3. También encontramos entre las reseñas, el anuncio del pago del 15 % del aumento del salario a los docentes que, aunque en algunos medios se presentaba como el anuncio de un nuevo beneficio, se trata del porcentaje que corresponde a estas fechas y que fue acordado al momento de la firma del último contrato colectivo. El que forme parte de un compromiso previo, no implica que no pueda considerarse muy bajo o insuficiente en este momento, por una parte, porque cuando se suscribió el contrato, varios gremios expresaron que el porcentaje de aumento total era insuficiente si se comparaba con el incremento del costo de vida acumulado desde la firma del contrato anterior y por la otra, porque el incremento del costo de la vida en los últimos meses supera con creces el monto total acordado, mucho más el porcentaje correspondiente a estas fechas.

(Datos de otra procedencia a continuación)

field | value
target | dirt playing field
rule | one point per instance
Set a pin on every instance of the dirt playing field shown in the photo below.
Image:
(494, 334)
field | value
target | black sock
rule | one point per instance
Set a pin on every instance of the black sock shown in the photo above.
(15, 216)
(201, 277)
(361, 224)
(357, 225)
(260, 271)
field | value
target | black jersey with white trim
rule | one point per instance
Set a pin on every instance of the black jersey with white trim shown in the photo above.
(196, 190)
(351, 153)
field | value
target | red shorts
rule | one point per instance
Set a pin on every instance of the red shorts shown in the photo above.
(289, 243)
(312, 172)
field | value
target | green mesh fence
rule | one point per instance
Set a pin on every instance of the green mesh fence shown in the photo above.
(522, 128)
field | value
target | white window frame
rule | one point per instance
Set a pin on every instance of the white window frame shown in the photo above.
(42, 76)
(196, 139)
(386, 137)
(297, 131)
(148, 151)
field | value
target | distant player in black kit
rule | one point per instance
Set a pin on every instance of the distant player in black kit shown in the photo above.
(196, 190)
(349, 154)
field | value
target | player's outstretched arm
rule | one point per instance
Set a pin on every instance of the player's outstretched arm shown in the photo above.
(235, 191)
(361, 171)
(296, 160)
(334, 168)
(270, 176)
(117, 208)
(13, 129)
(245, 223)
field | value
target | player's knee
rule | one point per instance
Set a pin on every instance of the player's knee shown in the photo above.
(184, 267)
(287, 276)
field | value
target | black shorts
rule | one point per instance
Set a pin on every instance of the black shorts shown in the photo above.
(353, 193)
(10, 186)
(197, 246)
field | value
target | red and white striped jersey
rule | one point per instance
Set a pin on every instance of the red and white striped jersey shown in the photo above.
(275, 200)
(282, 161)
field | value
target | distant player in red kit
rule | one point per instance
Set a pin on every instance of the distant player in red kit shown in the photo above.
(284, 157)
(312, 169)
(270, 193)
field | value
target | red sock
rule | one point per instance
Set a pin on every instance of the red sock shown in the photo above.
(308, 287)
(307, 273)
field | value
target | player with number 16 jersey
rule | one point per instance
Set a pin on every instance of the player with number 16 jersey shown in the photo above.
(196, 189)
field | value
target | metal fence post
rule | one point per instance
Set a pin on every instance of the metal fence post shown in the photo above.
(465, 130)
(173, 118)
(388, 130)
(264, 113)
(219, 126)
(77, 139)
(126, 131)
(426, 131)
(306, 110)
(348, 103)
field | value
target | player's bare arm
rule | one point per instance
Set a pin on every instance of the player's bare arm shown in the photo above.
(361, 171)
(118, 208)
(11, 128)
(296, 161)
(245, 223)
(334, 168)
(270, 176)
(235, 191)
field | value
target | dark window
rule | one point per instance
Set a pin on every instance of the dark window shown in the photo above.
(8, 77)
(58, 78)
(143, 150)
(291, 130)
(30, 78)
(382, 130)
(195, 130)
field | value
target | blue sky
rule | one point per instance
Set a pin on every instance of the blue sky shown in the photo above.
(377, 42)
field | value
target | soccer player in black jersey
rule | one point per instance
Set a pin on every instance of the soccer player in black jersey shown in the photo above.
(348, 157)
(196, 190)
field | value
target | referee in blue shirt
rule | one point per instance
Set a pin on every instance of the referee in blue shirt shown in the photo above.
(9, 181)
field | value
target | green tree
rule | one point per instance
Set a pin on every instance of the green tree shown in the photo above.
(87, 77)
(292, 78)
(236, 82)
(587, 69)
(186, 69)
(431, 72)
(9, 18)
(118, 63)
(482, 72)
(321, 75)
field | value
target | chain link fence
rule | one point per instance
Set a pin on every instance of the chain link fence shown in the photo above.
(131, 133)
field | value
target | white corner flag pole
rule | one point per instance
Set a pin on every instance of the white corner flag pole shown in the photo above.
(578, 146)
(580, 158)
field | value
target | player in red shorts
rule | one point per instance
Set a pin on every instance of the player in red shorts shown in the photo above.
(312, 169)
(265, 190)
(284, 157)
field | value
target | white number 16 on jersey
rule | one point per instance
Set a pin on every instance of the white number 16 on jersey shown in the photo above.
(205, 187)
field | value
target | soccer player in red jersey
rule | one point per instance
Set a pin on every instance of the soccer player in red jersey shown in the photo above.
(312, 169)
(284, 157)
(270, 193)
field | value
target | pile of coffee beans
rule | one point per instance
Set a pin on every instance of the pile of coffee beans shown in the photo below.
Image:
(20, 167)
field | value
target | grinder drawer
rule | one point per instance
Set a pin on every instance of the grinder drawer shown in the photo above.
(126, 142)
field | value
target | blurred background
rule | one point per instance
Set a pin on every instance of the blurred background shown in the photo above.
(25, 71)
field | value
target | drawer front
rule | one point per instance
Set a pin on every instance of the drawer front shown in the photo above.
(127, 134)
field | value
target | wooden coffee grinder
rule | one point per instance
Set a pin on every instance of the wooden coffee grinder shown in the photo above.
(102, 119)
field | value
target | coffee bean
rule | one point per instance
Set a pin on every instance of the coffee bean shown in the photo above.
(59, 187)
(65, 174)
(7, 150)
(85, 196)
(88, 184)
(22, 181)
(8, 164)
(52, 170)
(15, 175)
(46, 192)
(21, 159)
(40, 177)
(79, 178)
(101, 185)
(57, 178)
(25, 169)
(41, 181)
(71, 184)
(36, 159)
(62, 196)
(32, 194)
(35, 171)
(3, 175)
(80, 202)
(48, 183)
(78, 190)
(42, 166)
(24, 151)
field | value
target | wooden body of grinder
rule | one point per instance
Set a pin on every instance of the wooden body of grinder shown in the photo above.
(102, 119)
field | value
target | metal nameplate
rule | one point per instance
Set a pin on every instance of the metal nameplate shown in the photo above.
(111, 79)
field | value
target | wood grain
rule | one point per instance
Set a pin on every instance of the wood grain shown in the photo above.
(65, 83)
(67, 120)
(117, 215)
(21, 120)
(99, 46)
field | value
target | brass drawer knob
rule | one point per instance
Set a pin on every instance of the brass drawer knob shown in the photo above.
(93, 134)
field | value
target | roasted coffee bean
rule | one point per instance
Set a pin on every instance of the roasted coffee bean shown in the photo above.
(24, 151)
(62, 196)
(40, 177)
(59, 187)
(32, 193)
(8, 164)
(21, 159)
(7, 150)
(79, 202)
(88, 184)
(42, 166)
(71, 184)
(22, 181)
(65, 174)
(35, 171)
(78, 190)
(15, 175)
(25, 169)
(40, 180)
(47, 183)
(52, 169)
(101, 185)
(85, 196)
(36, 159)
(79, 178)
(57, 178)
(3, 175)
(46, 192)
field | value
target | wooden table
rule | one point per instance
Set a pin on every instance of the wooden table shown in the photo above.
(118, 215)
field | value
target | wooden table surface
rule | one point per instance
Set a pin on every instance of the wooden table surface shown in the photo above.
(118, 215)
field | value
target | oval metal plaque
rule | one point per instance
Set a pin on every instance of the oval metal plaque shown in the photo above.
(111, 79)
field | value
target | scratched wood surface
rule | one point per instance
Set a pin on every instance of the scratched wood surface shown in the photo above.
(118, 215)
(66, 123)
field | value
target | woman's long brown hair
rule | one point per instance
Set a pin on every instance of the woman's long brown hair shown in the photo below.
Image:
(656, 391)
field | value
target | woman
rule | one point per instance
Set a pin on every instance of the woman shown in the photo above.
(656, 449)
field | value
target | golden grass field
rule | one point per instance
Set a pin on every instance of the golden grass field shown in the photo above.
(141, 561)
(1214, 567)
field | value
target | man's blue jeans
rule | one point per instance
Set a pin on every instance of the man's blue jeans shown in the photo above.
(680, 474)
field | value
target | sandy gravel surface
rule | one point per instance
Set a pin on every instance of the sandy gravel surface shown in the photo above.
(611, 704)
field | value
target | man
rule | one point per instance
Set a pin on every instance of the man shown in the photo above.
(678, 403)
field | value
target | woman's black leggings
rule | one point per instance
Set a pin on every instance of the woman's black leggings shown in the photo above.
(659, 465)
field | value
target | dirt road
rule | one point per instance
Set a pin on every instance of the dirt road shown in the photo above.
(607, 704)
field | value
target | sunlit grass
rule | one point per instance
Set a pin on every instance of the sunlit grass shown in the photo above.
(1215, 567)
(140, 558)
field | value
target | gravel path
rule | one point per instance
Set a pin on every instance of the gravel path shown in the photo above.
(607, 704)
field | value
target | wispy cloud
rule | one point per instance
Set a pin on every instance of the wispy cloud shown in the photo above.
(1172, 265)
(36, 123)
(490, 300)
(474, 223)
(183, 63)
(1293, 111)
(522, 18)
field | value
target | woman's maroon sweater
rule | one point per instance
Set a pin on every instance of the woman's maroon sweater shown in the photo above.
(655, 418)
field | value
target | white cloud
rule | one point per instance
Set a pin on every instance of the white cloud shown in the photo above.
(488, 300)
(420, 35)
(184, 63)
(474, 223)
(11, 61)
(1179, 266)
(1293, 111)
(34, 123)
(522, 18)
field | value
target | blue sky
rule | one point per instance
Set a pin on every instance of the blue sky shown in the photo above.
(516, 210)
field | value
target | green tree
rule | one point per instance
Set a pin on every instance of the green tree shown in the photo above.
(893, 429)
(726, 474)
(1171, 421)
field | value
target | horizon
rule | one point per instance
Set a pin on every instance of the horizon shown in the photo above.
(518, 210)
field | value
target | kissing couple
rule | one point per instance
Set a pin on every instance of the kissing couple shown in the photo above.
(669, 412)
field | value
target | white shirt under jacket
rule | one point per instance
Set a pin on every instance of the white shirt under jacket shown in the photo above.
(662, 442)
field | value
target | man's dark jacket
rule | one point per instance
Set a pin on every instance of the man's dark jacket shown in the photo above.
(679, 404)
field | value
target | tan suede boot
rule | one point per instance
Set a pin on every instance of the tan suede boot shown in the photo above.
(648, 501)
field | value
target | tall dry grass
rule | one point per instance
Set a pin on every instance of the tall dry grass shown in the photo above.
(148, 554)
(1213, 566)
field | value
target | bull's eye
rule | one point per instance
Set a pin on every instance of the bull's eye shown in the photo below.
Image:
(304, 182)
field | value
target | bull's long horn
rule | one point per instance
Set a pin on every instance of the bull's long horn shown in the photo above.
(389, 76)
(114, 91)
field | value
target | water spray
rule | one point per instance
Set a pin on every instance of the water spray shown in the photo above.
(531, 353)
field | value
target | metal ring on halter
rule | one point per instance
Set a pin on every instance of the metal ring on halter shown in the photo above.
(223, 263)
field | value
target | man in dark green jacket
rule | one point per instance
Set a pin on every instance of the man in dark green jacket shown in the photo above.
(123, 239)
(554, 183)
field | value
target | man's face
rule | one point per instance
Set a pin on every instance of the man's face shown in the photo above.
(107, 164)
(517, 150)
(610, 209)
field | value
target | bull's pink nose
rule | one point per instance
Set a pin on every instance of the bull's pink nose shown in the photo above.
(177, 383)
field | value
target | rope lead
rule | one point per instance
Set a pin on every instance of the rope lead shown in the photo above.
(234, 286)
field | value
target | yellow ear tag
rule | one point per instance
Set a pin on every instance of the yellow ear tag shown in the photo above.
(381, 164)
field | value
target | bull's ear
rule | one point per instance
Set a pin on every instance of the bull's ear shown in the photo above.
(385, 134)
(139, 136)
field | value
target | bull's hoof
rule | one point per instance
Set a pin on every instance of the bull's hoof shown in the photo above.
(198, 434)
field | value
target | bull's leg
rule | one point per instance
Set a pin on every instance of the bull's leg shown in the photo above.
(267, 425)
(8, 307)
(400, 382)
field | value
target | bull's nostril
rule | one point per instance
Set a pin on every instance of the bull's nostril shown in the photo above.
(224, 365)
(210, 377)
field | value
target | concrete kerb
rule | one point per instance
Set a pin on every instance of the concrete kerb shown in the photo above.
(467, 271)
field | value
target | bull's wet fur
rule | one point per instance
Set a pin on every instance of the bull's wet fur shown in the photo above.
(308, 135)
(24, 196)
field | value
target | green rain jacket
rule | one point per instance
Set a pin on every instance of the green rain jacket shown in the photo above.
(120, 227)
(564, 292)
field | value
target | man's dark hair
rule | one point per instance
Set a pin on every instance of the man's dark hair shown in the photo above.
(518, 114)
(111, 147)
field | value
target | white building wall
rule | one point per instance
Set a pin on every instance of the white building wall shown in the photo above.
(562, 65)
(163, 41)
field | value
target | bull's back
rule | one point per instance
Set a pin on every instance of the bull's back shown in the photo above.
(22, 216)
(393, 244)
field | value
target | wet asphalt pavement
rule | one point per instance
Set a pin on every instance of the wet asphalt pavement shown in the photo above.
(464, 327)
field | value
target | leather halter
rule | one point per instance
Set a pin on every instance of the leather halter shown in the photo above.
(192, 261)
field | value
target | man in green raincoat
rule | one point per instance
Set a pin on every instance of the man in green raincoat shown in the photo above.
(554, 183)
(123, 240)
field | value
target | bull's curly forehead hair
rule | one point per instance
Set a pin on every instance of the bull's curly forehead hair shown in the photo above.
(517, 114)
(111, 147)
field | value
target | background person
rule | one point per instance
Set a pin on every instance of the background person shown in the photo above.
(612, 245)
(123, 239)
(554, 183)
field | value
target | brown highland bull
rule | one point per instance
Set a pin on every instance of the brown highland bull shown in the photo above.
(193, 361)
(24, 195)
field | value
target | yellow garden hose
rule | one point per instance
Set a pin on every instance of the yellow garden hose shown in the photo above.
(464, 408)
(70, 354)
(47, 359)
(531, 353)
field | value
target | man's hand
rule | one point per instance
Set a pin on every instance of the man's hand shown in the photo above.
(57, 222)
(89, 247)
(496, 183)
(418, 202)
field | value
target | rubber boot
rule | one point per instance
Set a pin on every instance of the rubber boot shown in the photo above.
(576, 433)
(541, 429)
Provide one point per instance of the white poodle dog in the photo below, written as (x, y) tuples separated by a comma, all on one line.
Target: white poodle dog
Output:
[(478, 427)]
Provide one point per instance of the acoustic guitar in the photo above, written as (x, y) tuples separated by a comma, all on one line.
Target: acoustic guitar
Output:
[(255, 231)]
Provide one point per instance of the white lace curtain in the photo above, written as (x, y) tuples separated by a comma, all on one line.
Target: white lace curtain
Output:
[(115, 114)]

En este caso, creemos que es importante atender las solicitudes de los docentes para que se revisen de nuevo los montos de los salarios, pero además, creemos importante que, asociado a ello, haya una discusión más profunda de los términos de contratación de los docentes que implique la ampliación del tiempo disponible para realizar todas las actividades asociadas con su ejercicio profesional, de manera que, ellos no tengan que llevarse trabajo para realizarlo en las horas que deberían dedicarse a descansar y a compartir con sus familias, ni se vean obligados a buscar trabajos adicionales para completar sus ingresos.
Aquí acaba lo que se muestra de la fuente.